2) The length of a concept is that it can be brought down through allegories and analogies, until it can even reach the level of a child.  This is similar to the length of a river. It begins high in the mountains and flows down until it reaches sea level.

3) The depth of a concept is similar to the depth of a river. It is its underlying current.  The depth of a concept is its underlying point. Now, according to the depth of the concept, will be its length and breadth.  This too, is similar to a river. The depth and strength of the undercurrent will determine the amount of excess water that spreads from the depth to create a length and breadth.  However, in the depth itself, there is no length and breadth. If there is a deep subject such as medicine, then automatically there will be a great width and length to its understanding.  A short subject, such as how to play tic tac toe, is not very deep at all. Therefore, there is only one simple way to explain it.  It has a narrow width and a short length because it is not deep.  All this applies to the matter of comprehension, called Binah.

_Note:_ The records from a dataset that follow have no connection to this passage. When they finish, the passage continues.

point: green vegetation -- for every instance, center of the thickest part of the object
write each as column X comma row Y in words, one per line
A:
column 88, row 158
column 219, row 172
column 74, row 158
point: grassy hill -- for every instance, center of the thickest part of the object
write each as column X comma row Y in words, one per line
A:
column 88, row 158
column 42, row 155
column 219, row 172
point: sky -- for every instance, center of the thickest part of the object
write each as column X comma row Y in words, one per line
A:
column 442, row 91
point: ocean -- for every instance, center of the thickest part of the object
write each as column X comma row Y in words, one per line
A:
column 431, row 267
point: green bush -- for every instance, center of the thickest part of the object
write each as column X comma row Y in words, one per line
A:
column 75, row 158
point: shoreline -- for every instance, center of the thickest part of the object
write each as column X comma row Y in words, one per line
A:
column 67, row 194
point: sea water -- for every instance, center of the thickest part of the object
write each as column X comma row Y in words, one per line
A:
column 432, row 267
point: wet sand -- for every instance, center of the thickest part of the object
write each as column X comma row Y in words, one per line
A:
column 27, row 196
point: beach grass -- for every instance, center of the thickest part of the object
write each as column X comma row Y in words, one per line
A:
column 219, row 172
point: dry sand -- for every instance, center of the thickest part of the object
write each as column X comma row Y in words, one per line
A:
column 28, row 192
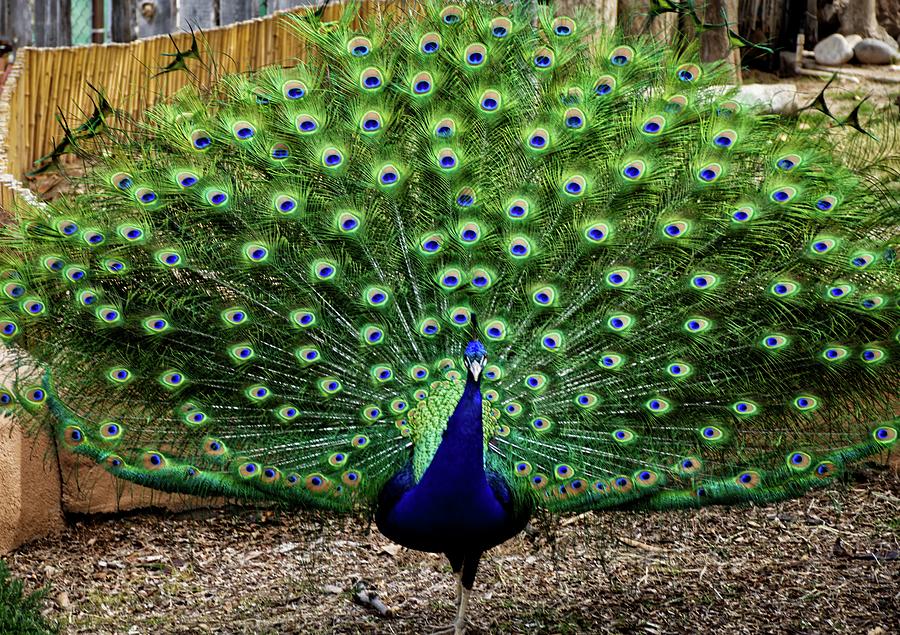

Now, the depth of a river reaches all the way to its source, in the spring.  Likewise, the depth of a comprehended concept flows from, and reaches back, to its source in the spring of ChochmahChochmah is the insight and intuition which flashes into the comprehending mind of Binah, seemingly materializing from nothing to something.  This corresponds to the trickle of water that flows out of the inner depth of the spring. As this water becomes revealed from its original concealment beneath the earth, it becomes the source of the river.

Now, just as there is a length, width and depth in the comprehension of Binah, likewise, there is a length, width and depth in the spring of Chochmah.  Its depth is the source of the insight itself, before it spreads forth to break out as drops into the comprehension of Binah.  This corresponds to the original source of the spring as it is in the aquifer, deep under the earth.  The depth of the concept as it is comprehended in Binah is not at all comparable to its depth in Chochmah itself.  This is because the depth of Chochmah is the source of all concepts, whereas the depth of the comprehension of Binah is just the depth of a specific subject or detail.